Duplicate SMS messages not seen as duplicates

For user who dont speak german please use this part of my forum
vodoomoth
Beiträge: 75
Registriert: Fr 13. Jan 2012, 11:00

Duplicate SMS messages not seen as duplicates

Beitrag von vodoomoth »

I am facing a quite weird problem with duplicate SMS messages in the Archived messages.

I have literally hundreds of pairs of seemingly identical messages (which I know have somehow been duplicated in the MPE database – I received or sent only one copy of the message). The "Search duplicates" menu entry runs without finding anything... but I still see strictly identical sender, message and time entries for those duplicates.

I imagine that the comparison is based on more than "From/To", Message and Time, which is strange to me as I, as a user, don't see these additional properties that come into play in the comparison.

Is there a further way to get rid of those double entries, in addition to the "Search duplicates" command, which, in all obviousness, fails to detect these many duplications.

@FJ: I can send either logs or screen captures if needed.

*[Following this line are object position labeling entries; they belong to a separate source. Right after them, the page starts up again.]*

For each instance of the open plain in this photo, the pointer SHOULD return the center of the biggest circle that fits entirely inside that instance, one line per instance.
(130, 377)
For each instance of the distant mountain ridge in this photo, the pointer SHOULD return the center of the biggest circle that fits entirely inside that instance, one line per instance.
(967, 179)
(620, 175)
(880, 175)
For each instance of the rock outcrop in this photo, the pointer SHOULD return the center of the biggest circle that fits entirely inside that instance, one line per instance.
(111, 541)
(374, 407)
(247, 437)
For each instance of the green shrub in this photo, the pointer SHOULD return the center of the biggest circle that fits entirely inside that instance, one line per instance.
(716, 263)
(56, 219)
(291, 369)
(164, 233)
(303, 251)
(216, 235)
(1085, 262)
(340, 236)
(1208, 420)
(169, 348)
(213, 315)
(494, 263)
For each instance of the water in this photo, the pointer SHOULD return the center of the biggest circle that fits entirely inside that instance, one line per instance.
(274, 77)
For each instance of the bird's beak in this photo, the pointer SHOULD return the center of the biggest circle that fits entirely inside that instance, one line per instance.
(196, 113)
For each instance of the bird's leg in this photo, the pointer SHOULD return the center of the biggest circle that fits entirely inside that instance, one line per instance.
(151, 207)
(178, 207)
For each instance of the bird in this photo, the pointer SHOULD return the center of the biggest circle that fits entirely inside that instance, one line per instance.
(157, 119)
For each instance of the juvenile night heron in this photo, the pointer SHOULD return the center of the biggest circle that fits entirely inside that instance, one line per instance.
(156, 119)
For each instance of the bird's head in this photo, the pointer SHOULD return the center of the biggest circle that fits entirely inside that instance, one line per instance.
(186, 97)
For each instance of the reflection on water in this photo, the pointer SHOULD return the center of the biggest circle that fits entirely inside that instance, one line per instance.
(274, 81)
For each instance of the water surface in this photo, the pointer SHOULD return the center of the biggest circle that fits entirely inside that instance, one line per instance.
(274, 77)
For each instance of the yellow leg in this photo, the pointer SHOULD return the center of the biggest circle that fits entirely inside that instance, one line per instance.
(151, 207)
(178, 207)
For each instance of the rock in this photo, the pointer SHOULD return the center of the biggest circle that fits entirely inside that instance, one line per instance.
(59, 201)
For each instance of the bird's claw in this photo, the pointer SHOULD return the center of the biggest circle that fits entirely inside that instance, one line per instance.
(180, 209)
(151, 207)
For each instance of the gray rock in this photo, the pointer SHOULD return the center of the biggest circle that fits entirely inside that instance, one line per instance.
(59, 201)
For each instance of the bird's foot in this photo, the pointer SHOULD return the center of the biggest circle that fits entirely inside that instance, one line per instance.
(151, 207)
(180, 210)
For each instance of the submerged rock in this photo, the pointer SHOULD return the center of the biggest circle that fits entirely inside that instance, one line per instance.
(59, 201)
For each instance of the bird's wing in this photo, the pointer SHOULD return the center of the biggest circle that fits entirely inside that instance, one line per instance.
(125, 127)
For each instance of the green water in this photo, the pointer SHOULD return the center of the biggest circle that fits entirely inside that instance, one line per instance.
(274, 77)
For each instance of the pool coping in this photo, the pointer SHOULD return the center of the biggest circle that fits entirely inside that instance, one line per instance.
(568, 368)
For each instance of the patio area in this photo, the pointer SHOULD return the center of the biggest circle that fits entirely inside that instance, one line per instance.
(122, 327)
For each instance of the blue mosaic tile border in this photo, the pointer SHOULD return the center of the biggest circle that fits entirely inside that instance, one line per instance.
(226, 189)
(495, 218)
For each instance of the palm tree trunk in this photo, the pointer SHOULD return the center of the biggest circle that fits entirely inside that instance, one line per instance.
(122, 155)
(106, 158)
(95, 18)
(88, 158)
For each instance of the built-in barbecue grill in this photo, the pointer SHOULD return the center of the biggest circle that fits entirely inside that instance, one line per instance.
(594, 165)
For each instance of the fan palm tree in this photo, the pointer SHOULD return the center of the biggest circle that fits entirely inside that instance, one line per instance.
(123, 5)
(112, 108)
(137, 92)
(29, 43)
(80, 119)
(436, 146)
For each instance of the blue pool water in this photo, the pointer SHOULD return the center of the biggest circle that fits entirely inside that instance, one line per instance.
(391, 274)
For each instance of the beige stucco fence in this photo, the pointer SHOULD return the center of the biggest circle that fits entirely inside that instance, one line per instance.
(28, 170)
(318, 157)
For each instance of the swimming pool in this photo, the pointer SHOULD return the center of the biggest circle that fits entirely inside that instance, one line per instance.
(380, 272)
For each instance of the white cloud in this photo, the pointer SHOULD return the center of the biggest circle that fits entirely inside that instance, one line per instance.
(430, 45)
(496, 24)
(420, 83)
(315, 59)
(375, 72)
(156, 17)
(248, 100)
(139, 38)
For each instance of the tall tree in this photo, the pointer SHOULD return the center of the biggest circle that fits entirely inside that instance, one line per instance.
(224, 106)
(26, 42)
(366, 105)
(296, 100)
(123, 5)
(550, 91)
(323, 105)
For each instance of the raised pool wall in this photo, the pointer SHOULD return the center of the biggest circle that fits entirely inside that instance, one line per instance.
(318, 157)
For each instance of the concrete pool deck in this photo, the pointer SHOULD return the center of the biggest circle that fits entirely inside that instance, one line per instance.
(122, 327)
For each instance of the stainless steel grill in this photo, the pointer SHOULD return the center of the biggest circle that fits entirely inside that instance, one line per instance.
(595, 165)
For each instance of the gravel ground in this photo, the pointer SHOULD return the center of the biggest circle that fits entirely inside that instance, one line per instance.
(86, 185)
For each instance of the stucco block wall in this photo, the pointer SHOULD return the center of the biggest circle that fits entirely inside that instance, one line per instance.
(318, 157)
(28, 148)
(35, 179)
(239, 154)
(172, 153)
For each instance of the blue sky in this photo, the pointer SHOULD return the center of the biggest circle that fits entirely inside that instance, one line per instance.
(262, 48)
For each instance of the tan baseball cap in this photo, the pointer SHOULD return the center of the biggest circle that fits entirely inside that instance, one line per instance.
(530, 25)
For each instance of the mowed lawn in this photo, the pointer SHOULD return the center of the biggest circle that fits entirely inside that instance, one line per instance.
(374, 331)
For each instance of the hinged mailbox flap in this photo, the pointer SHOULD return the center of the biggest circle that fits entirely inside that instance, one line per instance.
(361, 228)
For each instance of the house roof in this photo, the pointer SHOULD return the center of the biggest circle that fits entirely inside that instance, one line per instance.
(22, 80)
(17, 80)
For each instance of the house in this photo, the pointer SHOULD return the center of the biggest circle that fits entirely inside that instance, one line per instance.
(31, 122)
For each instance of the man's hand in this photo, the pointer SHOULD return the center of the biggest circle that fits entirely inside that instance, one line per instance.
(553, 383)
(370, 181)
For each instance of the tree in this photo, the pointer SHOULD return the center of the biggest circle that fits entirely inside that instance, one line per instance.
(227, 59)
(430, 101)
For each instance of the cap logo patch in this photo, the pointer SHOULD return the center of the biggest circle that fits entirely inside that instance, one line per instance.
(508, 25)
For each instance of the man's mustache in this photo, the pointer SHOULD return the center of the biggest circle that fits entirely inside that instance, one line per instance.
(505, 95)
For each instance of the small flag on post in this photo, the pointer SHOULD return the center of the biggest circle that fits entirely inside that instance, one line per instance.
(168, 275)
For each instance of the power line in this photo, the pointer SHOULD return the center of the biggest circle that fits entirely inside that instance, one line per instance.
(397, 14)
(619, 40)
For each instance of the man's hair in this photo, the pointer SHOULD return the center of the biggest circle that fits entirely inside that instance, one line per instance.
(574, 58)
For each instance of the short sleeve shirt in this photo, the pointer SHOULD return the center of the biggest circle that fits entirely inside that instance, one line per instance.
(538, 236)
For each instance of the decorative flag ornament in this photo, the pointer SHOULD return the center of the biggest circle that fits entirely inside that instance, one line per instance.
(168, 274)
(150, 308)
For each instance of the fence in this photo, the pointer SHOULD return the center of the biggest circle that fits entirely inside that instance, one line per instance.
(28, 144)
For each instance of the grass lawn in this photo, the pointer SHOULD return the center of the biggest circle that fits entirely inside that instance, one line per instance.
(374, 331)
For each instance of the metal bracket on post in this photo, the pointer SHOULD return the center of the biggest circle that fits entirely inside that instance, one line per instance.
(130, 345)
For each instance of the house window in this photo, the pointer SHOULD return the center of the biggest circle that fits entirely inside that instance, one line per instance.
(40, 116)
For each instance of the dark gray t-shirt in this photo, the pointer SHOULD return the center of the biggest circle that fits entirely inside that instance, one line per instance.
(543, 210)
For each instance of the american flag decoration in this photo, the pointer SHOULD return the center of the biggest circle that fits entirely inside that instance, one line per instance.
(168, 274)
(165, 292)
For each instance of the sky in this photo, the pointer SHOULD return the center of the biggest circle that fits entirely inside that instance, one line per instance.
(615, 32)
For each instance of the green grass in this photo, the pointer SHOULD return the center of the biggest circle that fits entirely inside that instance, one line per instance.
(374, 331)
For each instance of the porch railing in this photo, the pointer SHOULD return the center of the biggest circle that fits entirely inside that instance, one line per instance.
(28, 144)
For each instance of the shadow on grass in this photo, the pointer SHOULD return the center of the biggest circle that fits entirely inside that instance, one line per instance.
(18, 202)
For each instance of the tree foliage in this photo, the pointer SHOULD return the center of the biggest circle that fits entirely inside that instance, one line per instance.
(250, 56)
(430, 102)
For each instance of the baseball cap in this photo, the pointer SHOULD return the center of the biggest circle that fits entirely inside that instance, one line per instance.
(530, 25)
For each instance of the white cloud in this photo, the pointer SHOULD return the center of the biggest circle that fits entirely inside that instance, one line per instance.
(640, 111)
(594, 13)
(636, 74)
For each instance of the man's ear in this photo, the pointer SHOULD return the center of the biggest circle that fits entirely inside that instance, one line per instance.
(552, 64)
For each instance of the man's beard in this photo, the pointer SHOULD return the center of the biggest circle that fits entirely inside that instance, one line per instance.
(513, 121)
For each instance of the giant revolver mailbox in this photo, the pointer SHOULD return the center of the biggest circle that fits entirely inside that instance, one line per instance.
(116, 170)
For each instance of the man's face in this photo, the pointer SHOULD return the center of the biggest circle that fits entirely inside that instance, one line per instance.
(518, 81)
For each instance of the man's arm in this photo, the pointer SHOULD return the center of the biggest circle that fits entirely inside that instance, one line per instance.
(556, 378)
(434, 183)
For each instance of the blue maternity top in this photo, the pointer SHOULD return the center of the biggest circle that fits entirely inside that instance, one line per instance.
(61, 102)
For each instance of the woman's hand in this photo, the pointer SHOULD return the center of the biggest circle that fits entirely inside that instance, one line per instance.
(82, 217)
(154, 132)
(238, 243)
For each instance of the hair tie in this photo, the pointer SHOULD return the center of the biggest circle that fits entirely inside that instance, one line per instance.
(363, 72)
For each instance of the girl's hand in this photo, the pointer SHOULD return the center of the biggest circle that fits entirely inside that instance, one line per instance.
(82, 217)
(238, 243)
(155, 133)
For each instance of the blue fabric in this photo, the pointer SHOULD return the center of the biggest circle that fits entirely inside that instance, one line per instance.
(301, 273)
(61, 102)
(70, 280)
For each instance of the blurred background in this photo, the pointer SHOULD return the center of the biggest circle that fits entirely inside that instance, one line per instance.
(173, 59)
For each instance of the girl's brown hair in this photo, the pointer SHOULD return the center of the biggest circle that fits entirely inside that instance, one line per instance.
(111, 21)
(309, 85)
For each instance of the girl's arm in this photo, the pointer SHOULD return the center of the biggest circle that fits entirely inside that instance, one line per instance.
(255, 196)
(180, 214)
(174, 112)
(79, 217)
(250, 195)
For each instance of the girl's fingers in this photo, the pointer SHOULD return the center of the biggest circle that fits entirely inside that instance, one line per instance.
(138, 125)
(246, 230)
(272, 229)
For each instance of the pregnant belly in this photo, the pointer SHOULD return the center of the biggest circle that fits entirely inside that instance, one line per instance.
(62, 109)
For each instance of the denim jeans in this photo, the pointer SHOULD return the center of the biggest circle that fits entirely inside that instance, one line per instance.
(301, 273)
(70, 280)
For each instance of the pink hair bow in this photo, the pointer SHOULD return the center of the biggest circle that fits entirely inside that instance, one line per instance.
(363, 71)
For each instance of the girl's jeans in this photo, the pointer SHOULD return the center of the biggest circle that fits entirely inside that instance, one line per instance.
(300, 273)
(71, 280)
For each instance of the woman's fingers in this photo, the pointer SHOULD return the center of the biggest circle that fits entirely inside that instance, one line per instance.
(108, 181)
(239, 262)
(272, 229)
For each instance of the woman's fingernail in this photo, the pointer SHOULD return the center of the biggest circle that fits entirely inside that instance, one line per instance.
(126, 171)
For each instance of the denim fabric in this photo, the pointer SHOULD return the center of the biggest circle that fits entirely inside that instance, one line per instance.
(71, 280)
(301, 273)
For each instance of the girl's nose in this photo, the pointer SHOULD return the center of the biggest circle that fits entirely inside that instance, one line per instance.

I'm running the latest versions of both the PC (1.8.7) and phone (1.0.39) clients.
Thanks.
ealbamb
Beiträge: 4
Registriert: So 17. Mai 2015, 15:49

Beitrag von ealbamb »

Hi,

I'm with 1.8.7 and having the duplicates issue, however I'm one step behind .. I cannot find the Search Duplicates. Can you please give a hint (My Db counts now more than 15000 entries). In other discussions I read about Right-Click but cannot understand where I have to

Thank you all
bert
vodoomoth
Beiträge: 75
Registriert: Fr 13. Jan 2012, 11:00

Beitrag von vodoomoth »

Search duplicates appear in the contextual menu (right mouse click – for lefties :-)) when you are in "Archive (computer)" (see the "Messages" section of the left side bar).
Therefore, duplicates will be removed from the archives. If you have many of them in your Sent or Inbox folders, you may move them to the archive, remove duplicates and move them back to their original folders.
ealbamb
Beiträge: 4
Registriert: So 17. Mai 2015, 15:49

Beitrag von ealbamb »

ok. Found and used. Removed 133000 duplicates from archive .. however it still creates new every time I sync, but this is another story. Thanks a lot Vodoomoth.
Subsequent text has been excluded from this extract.